遼が走り、渚が叫ぶ。わたしはテントの大人たちへ向けて声を出した。助けて。助けて、ください。言葉は何回も出たのに、ひとつとして覚えていない。覚えているのは、白い輪っかが流れていくのを目で追い続けたことだけ。
女の子は岸へ引き上げられた。泣いて、咳をして、生きてる音を出した。わたしは手が震えて、彼女の背中を摩る。
「ありがとう、本当にありがとう……!」と女の子の母親。
その言葉は、わたしの耳には届かない。届くのは、水の音だけ。
こうきが、見えない。
川は、ただ流れていた。
見つかったのは、その日の夕方だった。担架にのせられた彼は、もう返事をしなかった。わたしはリボンを握りしめて、ほどけないように、きつくしばった。
◇
葬儀の日、空はみずいろで、湿った花の匂いが遠くまで続いていた。黒い服の大人たちは、言葉をなるべく短くする。長い言葉は、泣いてしまうから。
渚がわたしの肘を軽くつついた。
「ね、りん。息、ちゃんとして。吸って、吐いて」
「してる……つもり」
遼が小声で言う。
「手、貸して。指、冷たい」
「……あったかい。遼の手、あったかい」
「うん。だから、いまはそれでいい」
わたしは泣かなかった。泣けなかった。泣くと、いなくなったことが本当になってしまう気がしたから。渚はハンカチを二枚バッグに入れていて、ひとつを無理やりわたしのポケットに押し込んだ。
「使わなくていい時は、使わなくていいからね」
「……うん」
終わってから、三人で川へ向かった。キャンプ場とは少し違う、住宅街の橋の下。夕立のあとで、水の色は重たい。わたしはポケットから白い石を二つ取り出す。ひとつは、こうきと一緒に拾った形に似ている。もうひとつは、今日拾ったばかりの、角の尖った石。
「りん」
遼が、小さく呼ぶ。手の中に、もうひとつ白い石。彼の手は温かい。渚は、わたしの肩に腕をまわしてくる。いつもより力が強いのに、痛くはない。
「投げるのは、逃げることじゃないよ」と渚。
「置いていくんだよ。
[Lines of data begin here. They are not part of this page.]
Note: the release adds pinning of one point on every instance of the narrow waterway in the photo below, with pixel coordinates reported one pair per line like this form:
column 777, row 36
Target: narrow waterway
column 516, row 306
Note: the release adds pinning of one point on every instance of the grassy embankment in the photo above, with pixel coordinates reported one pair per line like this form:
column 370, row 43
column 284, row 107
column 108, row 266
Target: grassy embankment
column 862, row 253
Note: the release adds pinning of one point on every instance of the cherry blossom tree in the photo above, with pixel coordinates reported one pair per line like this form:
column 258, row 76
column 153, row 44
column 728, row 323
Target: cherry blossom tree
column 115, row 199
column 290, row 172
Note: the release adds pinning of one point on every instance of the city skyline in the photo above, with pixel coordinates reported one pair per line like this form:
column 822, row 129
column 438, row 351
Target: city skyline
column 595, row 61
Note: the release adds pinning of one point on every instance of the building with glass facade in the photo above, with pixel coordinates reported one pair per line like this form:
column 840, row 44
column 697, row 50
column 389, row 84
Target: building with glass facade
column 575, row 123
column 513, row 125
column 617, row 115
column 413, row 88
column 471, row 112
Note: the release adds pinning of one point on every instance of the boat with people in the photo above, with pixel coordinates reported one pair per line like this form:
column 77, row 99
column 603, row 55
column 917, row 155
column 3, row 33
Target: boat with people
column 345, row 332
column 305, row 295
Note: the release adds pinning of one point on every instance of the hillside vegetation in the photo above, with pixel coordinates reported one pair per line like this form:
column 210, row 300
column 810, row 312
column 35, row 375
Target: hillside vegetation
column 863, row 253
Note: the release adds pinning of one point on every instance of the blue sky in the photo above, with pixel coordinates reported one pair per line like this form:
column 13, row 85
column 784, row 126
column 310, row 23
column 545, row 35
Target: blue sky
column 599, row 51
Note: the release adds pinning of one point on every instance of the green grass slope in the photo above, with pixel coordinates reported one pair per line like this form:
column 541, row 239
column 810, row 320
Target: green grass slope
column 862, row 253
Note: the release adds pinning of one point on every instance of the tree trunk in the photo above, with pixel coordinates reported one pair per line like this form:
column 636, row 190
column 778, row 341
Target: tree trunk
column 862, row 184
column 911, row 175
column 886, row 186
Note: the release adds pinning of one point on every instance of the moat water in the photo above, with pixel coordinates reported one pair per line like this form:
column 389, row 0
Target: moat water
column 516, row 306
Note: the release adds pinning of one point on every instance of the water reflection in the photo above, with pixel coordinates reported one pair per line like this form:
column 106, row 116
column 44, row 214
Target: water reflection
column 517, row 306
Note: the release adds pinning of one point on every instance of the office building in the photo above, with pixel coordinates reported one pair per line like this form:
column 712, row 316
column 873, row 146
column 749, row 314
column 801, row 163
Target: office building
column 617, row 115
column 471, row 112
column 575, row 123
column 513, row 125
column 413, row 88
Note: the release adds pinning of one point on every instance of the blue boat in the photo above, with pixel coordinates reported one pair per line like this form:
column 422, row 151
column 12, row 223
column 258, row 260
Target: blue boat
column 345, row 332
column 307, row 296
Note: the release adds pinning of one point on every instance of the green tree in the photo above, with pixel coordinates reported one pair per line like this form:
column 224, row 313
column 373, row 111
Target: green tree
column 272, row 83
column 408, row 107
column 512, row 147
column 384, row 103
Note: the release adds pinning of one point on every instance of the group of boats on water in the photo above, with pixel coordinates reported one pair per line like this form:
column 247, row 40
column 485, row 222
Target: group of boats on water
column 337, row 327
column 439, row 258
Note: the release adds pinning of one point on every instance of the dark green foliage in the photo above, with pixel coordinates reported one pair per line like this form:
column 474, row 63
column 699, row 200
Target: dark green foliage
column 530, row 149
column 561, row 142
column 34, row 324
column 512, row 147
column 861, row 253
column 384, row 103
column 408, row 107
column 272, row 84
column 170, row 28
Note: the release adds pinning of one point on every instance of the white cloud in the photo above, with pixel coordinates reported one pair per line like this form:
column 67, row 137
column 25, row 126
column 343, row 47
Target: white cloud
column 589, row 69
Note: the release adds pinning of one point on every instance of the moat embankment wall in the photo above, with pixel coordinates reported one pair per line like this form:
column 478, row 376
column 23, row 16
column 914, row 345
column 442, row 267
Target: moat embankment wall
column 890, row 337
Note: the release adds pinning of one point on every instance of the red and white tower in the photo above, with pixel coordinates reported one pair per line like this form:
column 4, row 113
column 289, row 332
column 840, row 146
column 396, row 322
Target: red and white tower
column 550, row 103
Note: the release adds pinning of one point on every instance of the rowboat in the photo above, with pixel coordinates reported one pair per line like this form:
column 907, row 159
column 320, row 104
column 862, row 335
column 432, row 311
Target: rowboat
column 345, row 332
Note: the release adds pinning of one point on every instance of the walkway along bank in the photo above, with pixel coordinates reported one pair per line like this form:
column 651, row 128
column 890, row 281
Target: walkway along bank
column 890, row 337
ここに」
遼もうなずく。
「置く場所、決めるのは、りん」
わたしは白い石を握り直す。手の中で、冷たさが少しずつ消えていく。
「約束」
小さく声に出した。新学期も隣の席――その願いは、もう叶わない。なら、別の約束を。彼に、そしてわたしに。
「――ちゃんと生きる。……見てて」
石を、上流へ向けて投げた。思ったよりも低く、弧は短い。水面がひとつ、静かにゆれただけ。
「俺も」と遼が投げる。
「はい三点シュート!」と渚が投げて、変な回転で跳ねた。ぽちゃん、ぽちゃん、と二回音がして、それがなぜか可笑しかった。
「今の、反則でしょ」
「水にはルールないもん」
笑った。笑ったら、胸の奥がぎゅっと縮んだ。それでも、笑えた。
「それでいい」と渚。
「帰ろう」と遼。
「うん。……帰る」
わたしはリボンを結び直した。結び目は、さっきより少しだけ柔らかい。
◇ ◇ ◇
夏休みの終わり、教室の掃除当番で黒板を拭いた。チョークの粉が指につく。窓の外は夕焼けで、校庭の遊具が長い影になっていた。誰もいない廊下を歩くと、靴の音だけが続く。
「宿題、あと何ページ?」と渚。
「算数ドリル三。漢字ドリル二。……りんは?」
「同じくらい。分数、きらい」
「分かる。分数は友情を試す」と渚が真顔で言う。
「どんな友情?」
「ケーキを平和に分けられる友情」
「じゃあ、遼はきっと大丈夫。いつも真ん中で切る」
「うん。中点が好き」と遼。
わたしは笑ってうなずいた。世界から音が少しずつ減っていくみたいで、わたしはときどき立ち止まる。立ち止まるたび、ポケットの白い石が、ちゃんとそこにあるのを確かめる。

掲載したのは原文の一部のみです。